Un italiano, un francese e un tedesco… Sembra il classico inizio della solita vecchia barzelletta tanto in voga qualche anno fa. Ma in questo caso continua così: …”scrivono un comunicato in inglese”. Fra i tanti effetti insondabili della Brexit, in effetti, ce n’è uno un po’ laterale, o secondario (ma neanche tanto). Un nodo che dovrà essere sciolto, prima o poi, a margine delle grandi discussioni su strascichi finanziari, pilastri istituzionali e mercato comune dopo l’uscita del Regno unito della Gran Bretagna. Stiamo parlando ovviamente del tema linguistico. Perché si dà il caso, come prontamente rilevato da Francesco Maria Del Vigo sul Giornale, che l’Unione europea, nei suoi palazzi del potere, oggi parli e scriva principalmente in una lingua che comunitaria non lo è più, almeno nella sostanza del voto referendario (le forme e i passaggi li vedremo poi, con i tempi dell”exit”). La lingua extracomunitaria è ovviamente quella di Sua Maestà. E accadono quindi fatti che oggi appaiono ancor più bizzarri, come il testo in inglese che è scaturito dall’incontro fra i capi dei governi di Francia,  Italia e Germania.
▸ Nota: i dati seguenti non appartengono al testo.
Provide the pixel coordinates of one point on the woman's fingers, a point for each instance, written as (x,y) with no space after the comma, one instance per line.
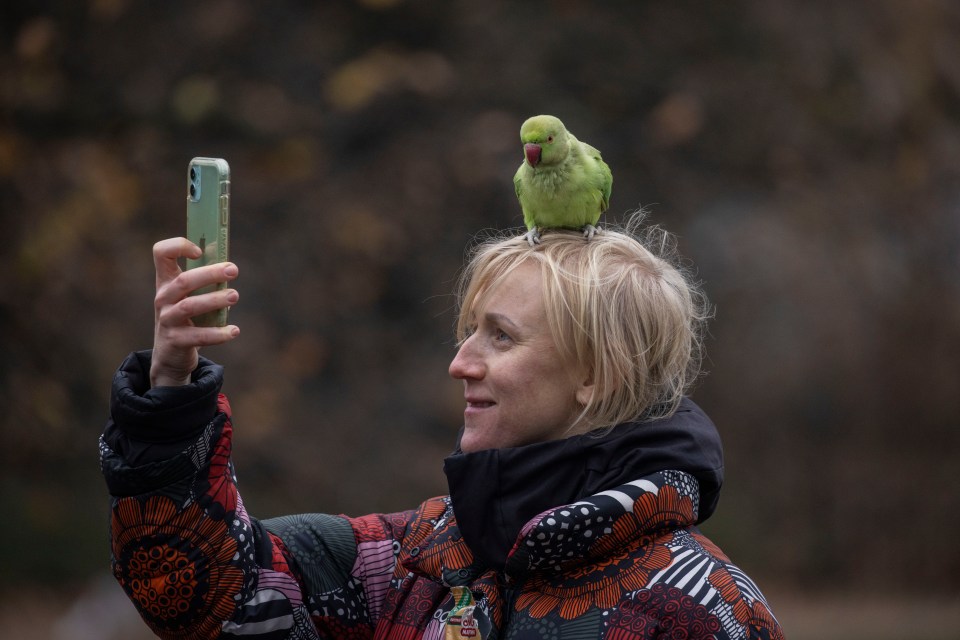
(175,290)
(165,256)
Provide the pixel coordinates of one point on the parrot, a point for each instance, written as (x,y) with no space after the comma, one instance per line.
(562,182)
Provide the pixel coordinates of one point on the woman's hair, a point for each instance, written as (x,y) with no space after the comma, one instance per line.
(621,308)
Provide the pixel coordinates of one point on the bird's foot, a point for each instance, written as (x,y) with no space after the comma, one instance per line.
(589,231)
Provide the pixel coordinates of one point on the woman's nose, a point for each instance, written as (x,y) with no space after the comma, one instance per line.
(466,364)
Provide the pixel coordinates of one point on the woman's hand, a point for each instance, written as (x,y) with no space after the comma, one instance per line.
(176,341)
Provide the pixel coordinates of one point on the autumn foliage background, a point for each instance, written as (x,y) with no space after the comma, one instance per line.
(806,153)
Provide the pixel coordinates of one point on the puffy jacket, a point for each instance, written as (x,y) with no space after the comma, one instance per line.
(589,537)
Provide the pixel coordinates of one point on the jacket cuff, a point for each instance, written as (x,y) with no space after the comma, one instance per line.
(163,415)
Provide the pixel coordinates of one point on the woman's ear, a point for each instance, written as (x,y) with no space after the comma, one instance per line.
(585,389)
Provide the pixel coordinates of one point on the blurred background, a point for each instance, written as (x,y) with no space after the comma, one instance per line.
(806,153)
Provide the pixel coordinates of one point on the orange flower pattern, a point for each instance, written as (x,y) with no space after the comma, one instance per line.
(175,565)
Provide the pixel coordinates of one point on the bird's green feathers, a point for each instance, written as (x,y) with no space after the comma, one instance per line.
(562,182)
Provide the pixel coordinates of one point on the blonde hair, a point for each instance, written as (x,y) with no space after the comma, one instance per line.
(621,308)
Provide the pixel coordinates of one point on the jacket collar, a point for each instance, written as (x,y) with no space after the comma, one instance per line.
(498,492)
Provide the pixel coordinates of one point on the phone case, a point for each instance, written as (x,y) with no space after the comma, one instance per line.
(208,222)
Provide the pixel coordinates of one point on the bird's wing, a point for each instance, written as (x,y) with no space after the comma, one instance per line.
(606,183)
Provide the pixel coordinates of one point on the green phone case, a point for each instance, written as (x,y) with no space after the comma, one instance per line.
(208,222)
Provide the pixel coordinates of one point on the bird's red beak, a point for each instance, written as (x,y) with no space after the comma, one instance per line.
(532,153)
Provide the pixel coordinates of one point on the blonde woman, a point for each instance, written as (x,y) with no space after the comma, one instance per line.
(578,479)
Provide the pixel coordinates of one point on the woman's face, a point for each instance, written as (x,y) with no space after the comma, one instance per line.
(517,388)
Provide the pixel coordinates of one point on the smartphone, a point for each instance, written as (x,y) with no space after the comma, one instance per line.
(208,223)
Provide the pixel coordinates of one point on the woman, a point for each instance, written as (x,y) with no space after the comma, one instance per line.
(579,476)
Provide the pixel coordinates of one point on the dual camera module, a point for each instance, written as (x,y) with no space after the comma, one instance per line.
(194,184)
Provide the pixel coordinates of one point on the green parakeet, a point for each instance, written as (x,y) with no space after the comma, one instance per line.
(562,182)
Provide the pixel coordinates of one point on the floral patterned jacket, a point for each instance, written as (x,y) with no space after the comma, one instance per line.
(622,563)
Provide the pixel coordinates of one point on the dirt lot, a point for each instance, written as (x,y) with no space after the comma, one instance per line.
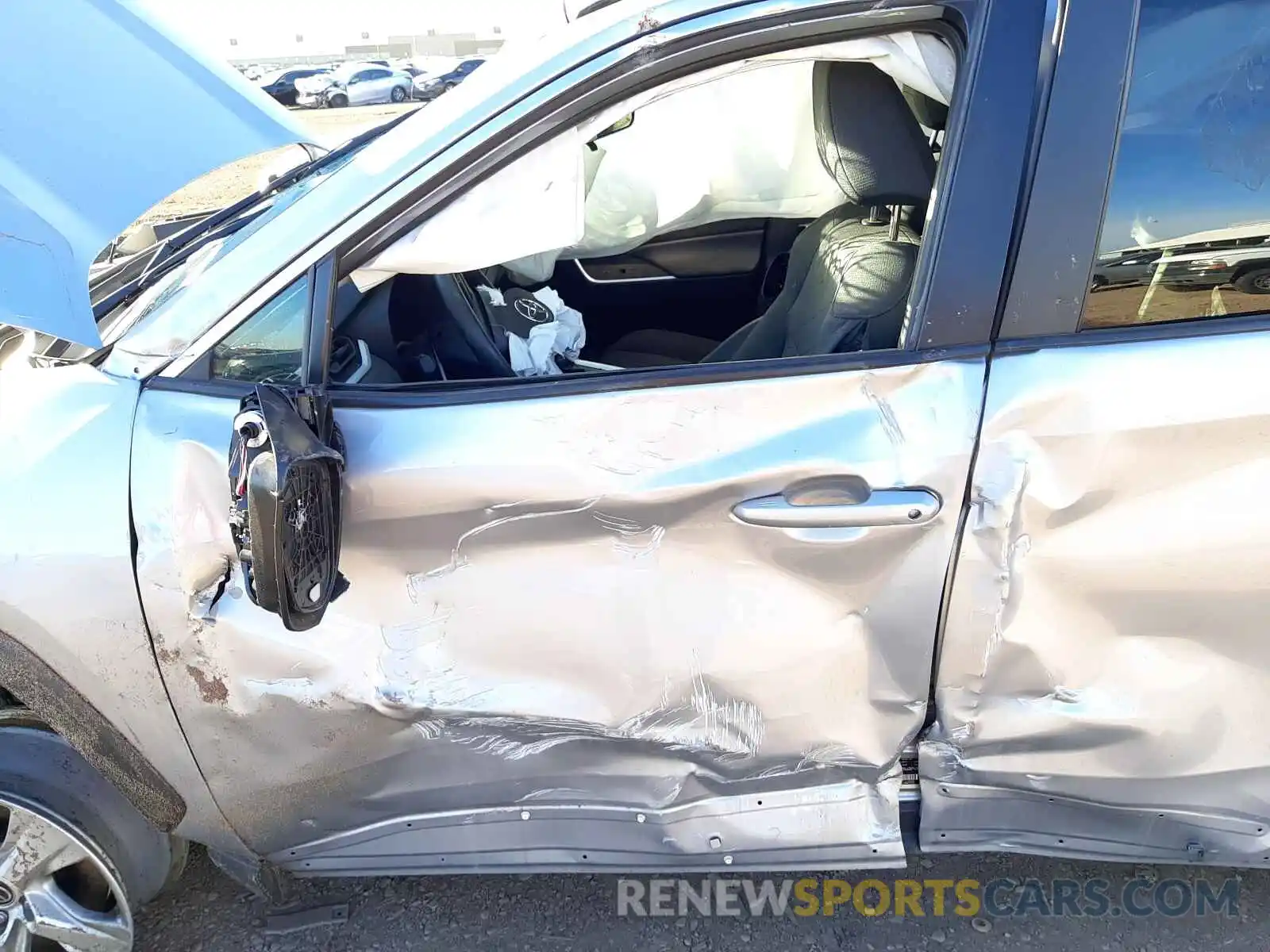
(329,127)
(1115,308)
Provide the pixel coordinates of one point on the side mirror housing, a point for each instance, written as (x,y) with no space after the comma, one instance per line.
(286,486)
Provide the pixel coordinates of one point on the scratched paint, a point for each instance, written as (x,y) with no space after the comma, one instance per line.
(550,603)
(1103,681)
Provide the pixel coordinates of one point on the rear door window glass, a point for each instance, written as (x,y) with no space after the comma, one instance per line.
(1187,230)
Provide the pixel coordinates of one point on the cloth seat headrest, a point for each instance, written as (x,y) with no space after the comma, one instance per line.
(867,133)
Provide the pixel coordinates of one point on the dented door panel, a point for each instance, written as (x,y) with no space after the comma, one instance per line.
(1104,678)
(558,647)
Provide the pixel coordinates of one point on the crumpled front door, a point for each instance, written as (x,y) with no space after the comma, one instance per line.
(670,628)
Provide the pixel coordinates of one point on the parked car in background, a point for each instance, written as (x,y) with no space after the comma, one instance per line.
(429,88)
(1237,257)
(283,84)
(355,84)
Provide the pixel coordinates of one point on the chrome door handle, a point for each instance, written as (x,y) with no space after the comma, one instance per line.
(884,507)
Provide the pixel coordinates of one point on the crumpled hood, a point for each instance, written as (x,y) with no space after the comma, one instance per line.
(76,168)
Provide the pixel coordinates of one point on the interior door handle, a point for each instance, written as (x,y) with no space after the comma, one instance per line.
(884,507)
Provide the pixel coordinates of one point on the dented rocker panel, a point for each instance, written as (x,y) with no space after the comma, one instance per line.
(1104,677)
(552,611)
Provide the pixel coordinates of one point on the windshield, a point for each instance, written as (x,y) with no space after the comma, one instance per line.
(145,315)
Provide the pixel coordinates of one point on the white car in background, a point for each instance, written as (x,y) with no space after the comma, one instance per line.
(355,84)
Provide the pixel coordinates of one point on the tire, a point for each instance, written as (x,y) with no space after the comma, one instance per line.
(125,862)
(1255,281)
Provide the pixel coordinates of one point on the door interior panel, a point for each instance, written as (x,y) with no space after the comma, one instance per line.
(704,281)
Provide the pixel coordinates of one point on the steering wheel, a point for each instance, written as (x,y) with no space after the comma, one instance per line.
(457,324)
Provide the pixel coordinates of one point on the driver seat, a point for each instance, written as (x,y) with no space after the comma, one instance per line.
(850,271)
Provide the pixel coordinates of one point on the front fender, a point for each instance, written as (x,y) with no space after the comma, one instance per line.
(74,644)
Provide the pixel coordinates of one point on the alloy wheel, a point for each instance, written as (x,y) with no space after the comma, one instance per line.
(56,890)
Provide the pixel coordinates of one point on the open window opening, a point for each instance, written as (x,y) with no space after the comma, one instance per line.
(770,207)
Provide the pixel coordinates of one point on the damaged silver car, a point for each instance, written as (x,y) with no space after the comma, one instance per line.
(691,443)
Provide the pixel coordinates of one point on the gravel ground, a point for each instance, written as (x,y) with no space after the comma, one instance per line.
(207,913)
(328,127)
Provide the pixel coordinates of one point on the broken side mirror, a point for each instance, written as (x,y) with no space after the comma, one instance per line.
(286,484)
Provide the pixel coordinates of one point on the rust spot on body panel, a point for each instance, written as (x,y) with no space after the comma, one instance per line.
(211,687)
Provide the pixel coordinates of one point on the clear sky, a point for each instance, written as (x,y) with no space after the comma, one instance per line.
(270,27)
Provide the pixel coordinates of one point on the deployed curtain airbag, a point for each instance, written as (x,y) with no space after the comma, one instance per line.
(737,141)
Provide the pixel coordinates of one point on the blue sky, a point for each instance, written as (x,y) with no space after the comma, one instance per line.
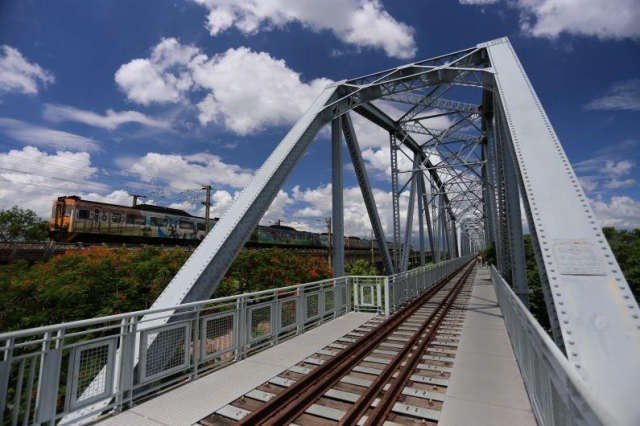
(105,98)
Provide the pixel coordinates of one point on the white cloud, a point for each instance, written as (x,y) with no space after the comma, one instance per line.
(605,19)
(33,179)
(44,137)
(110,121)
(620,212)
(184,172)
(362,23)
(276,210)
(624,95)
(250,90)
(316,205)
(163,78)
(478,2)
(247,91)
(602,173)
(18,75)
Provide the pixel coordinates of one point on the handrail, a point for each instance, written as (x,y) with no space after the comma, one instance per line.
(72,372)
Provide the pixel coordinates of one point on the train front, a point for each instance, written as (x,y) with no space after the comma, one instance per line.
(61,218)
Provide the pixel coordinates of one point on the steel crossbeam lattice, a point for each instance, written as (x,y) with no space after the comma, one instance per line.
(473,144)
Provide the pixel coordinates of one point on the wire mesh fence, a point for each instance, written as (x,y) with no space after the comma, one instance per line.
(68,372)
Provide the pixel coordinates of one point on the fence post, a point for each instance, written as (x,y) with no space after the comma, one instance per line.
(387,298)
(49,377)
(241,306)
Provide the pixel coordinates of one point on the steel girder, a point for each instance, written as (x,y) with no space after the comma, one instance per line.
(367,193)
(337,205)
(597,317)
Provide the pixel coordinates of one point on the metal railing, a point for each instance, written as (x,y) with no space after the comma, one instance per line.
(82,368)
(557,393)
(70,372)
(385,295)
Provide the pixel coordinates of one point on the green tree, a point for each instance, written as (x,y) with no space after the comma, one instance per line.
(22,225)
(263,269)
(360,268)
(84,284)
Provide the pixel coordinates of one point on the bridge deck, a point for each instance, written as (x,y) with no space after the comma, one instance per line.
(485,387)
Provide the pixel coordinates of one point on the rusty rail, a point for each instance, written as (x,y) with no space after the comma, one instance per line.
(292,402)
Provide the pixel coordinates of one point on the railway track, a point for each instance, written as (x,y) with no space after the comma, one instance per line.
(392,371)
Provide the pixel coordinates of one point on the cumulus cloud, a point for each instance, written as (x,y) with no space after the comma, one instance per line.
(245,100)
(604,173)
(17,75)
(183,172)
(619,212)
(314,204)
(478,2)
(33,179)
(624,95)
(45,137)
(238,97)
(605,19)
(110,121)
(362,23)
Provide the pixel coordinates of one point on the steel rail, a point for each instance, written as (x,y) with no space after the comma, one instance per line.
(292,402)
(411,355)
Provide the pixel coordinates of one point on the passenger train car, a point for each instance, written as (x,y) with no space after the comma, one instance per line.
(76,220)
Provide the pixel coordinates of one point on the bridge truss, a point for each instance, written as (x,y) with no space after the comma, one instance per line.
(471,147)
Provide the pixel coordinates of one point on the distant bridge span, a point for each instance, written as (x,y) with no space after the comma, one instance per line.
(470,143)
(468,181)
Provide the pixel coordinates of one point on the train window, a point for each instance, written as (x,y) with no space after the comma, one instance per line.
(135,220)
(158,221)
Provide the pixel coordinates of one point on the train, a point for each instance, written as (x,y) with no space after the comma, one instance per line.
(76,220)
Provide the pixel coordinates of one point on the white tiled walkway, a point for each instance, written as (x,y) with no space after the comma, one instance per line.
(485,387)
(189,403)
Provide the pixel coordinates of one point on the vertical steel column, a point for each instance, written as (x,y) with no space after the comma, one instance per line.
(393,149)
(435,222)
(425,203)
(442,226)
(367,194)
(337,198)
(409,226)
(503,250)
(420,184)
(487,190)
(516,242)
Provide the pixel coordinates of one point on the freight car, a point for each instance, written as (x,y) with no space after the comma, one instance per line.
(76,220)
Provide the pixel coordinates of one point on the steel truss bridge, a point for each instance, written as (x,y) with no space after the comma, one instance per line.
(469,180)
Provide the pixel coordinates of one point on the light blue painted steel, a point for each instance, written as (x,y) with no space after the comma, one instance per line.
(557,393)
(206,267)
(337,192)
(365,188)
(599,317)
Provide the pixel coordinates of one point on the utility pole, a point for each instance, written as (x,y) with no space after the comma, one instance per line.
(135,198)
(207,205)
(328,221)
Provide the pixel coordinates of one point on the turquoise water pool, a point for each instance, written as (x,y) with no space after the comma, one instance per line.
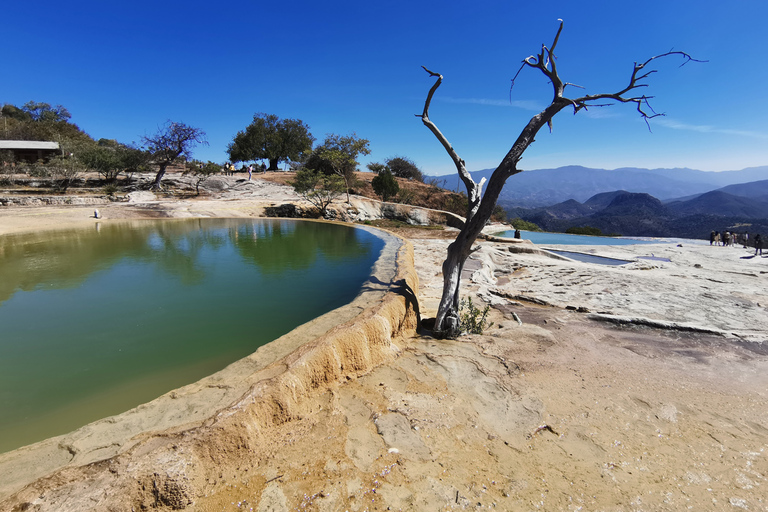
(566,239)
(97,321)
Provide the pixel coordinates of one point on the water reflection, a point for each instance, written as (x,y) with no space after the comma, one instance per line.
(97,321)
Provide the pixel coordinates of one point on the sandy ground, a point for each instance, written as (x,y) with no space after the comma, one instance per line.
(641,387)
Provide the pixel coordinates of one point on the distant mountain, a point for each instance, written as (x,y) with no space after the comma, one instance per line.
(544,187)
(640,214)
(721,203)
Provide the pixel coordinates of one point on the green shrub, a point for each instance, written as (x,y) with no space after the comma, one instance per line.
(524,225)
(584,230)
(471,319)
(385,185)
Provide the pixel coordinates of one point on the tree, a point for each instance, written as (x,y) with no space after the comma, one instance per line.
(111,158)
(38,111)
(339,153)
(385,185)
(202,171)
(481,206)
(318,188)
(403,167)
(271,138)
(172,142)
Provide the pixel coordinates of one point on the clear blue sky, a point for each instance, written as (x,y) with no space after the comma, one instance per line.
(124,68)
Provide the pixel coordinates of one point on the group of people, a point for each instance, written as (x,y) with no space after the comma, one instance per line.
(229,169)
(727,238)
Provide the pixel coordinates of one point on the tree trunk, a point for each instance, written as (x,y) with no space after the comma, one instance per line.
(160,174)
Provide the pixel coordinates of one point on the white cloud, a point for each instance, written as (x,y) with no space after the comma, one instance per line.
(703,128)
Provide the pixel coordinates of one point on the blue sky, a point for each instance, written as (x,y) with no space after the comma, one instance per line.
(124,68)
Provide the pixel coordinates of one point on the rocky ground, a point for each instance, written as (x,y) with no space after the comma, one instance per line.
(641,387)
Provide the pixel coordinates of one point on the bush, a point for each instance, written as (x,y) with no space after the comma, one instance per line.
(403,167)
(385,185)
(471,319)
(584,230)
(524,225)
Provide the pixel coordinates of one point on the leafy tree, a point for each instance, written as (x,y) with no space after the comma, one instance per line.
(45,112)
(376,167)
(271,138)
(171,143)
(318,188)
(524,225)
(338,154)
(202,171)
(403,167)
(111,158)
(385,185)
(480,205)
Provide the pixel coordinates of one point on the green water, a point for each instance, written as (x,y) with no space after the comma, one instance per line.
(94,322)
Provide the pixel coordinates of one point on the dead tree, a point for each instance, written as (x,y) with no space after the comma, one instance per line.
(481,205)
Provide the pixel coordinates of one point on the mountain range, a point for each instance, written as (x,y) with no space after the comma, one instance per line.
(637,202)
(640,214)
(544,187)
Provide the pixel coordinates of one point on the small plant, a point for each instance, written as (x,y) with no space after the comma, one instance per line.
(110,189)
(471,319)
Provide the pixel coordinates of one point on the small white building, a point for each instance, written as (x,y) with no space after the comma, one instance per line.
(30,150)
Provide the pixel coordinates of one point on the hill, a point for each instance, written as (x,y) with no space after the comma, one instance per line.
(639,214)
(543,187)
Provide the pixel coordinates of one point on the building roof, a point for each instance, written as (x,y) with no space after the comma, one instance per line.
(28,144)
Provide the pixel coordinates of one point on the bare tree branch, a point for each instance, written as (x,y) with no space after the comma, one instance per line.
(447,321)
(474,190)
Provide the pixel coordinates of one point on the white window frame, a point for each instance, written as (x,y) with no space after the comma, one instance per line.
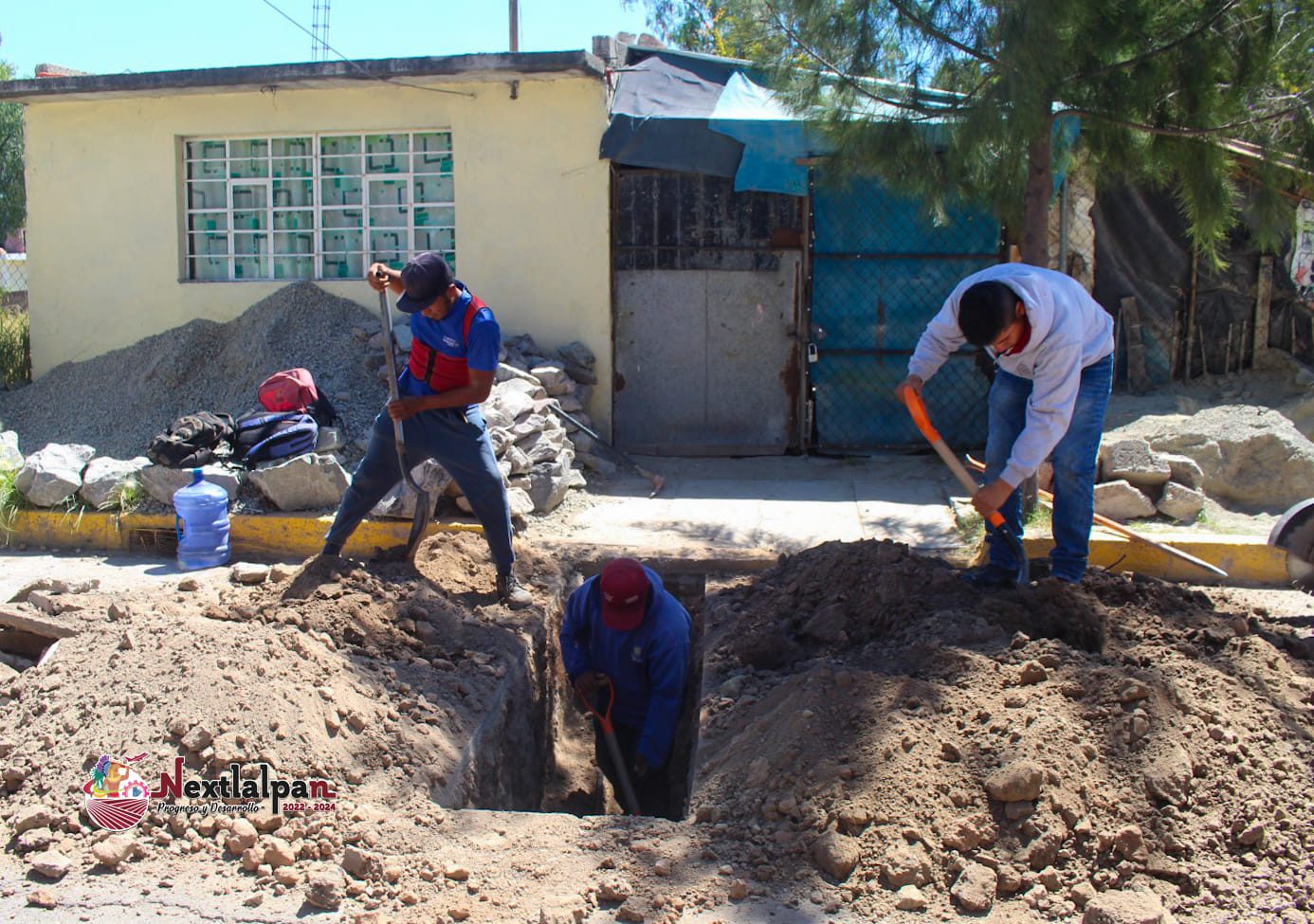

C’è qualche italianofono e italianofilo che di questi temi ha grande cura. Per esempio quegli irriducibili sognatori che sono gli esperantisti dell’Era, una piccola associazione della “galassia radicale” che continua a propugnare l’utopia dell’esperanto, la lingua artificiale dell’Europa unita. Al presidente dell’Era Giorgio Pagano suona particolarmente strano, o peggio fastidioso, o incomprensibile, che si parli di ministro del Welfare o di Job’s act. Dev’essere dunque addirittura inaccettabile, per gli amanti dell’italiano come Pagano, che nella Presidenza del Consiglio dei ministri si parli inglese (a Roma, non in un anonimo grattacielo di Bruxelles nelle more delle trattative Ue-Gran Bretagna). E che sul sito di Palazzo Chigi (governo.it) venga pubblicato un documento esclusivamente in lingua inglese, appunto la dichiarazione congiunta fra Francois Hollande, Matteo Renzi e Angela Merkel. Difficile dar torto agli esperantisti se si arrabbiano. Ed è difficile dar torto a Pagano quando pone il problema dei corsi universitari in lingua inglese nelle Università più prestigiose delle città italiane, fra cui proprio Milano.